In the original: Toward Dba[mssql Article] high-efficiency stored procedures for large tables "principle" with the worst performance SQL statement evolutionary process Guest
The results of the test are here to explain the principles of this article
Design background
Due to historical reasons, the online library environment data volume and its huge, many tens above even billions of tables. The goal is to have N-sheets of interconnected tables follow a source table as the base table, and the data is moved to archive here we example N for 50 per table data 5000W
Worst Performance SQL Evolutionary cameo
2 table keyname field meaning name, etc. same as the data from the BUG01 table, the first 500 not in the BUG02 table
Worst Performance:
Select TOP a.keyname from Bug01 a left joins bug02 b on a.keyname = B.keyname WHERE (a.keyname not in (select DISTINCT B.keyname from Bug02), ORDER by a.keyname ASC
The evolutionary body was unveiled at the end.
Detailed design
Problem point: Performance security fault tolerance
Why the process is so designed the following article explains
STEP.1 source table Data filtering
This part has nothing to say. Set different filtering rules according to your own business scenario
STEP.2 source table Data copy
The entry point of the program must be the source table, and the contents of the extension table are expanded with the source table as key. So how does this unfolding process work.

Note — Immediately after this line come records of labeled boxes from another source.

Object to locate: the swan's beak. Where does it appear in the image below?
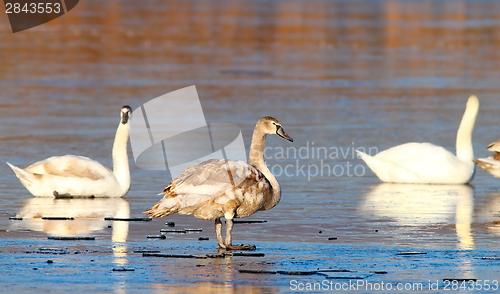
[276,126,293,142]
[122,111,130,125]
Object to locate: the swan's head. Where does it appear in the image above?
[120,105,132,125]
[256,116,293,142]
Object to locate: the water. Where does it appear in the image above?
[0,1,500,293]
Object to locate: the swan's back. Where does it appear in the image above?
[146,159,272,219]
[361,143,474,184]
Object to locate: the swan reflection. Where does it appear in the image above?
[14,197,130,242]
[360,183,475,249]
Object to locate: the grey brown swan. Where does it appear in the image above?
[145,116,293,250]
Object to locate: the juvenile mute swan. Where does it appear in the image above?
[357,96,479,184]
[7,106,132,197]
[474,141,500,178]
[144,116,293,250]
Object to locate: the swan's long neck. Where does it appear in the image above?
[248,126,281,210]
[456,96,479,162]
[113,122,130,192]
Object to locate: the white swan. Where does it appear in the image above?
[7,106,132,197]
[356,96,479,184]
[145,116,293,250]
[474,141,500,178]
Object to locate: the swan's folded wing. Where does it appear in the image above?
[375,142,455,163]
[26,155,112,180]
[164,159,264,198]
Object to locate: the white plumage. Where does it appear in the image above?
[7,106,131,197]
[357,96,479,184]
[145,117,293,249]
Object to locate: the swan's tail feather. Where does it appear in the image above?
[7,162,40,184]
[144,198,180,218]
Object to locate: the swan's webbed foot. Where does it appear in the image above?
[226,244,257,251]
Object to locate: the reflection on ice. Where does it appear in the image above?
[360,183,474,249]
[13,197,130,242]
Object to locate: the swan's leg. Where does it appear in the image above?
[215,218,226,248]
[226,218,255,250]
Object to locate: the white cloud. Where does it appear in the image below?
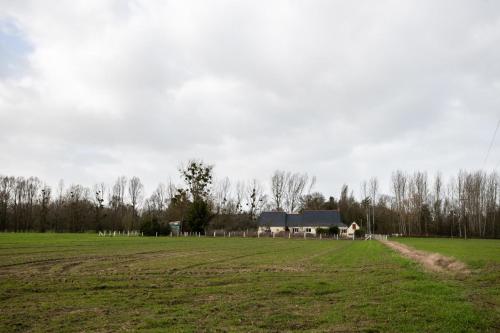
[0,0,500,195]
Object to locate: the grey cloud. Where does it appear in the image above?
[0,1,500,193]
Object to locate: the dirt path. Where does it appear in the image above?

Let's start by identifying some concepts, which are the hierarchical relationships in the 50 tables. There are only 10 tables that may be associated directly with the source table key key.
For example, I count all the library details in the city, then we use the library as the source table. Library related bookshelf, address, member information. So this 3 information we are divided into a level table.
Bookshelf related Books category, address associated Street information, member associated user borrowing information, then the back of 3 we continue to be divided into two levels table, ... Continue to expand according to the scene.
Scenario 1: Using the cursor loop source table to process key-related data based on the source table key value Suppose we don't batch 500-hop source table data
That is, according to the library ID, traverse all nodes. Let's say we do not divide the level two three level table, is the first table our insert operation number is 500*50. Select operation same amount of data
This is certainly not a pleasure to anyone, and it's harder to imagine if you go through Level 2 Table 3.
Scenario 2: Set the source table key data, save the variable, and then use the in expression. Seems feasible. Reduce the number of operations directly to 1/500. But here's one of the scariest questions.
Variables have length, such as varchar maximum length cannot exceed 65535.
Scenario 3: The source table key is made into a query filter pool (the SQL Where condition statement, relative to the bottom of the first-level table, will be described in more detail below) we seem to have increased the number of operations compared to the second scenario.
Insert Operation 50, regardless of hierarchy. Select operation 50*2 can be accepted.
Scenario 3 Extension: 50 times for a large table is not an optimistic number, and this 50 is likely to become 500,5000,50000.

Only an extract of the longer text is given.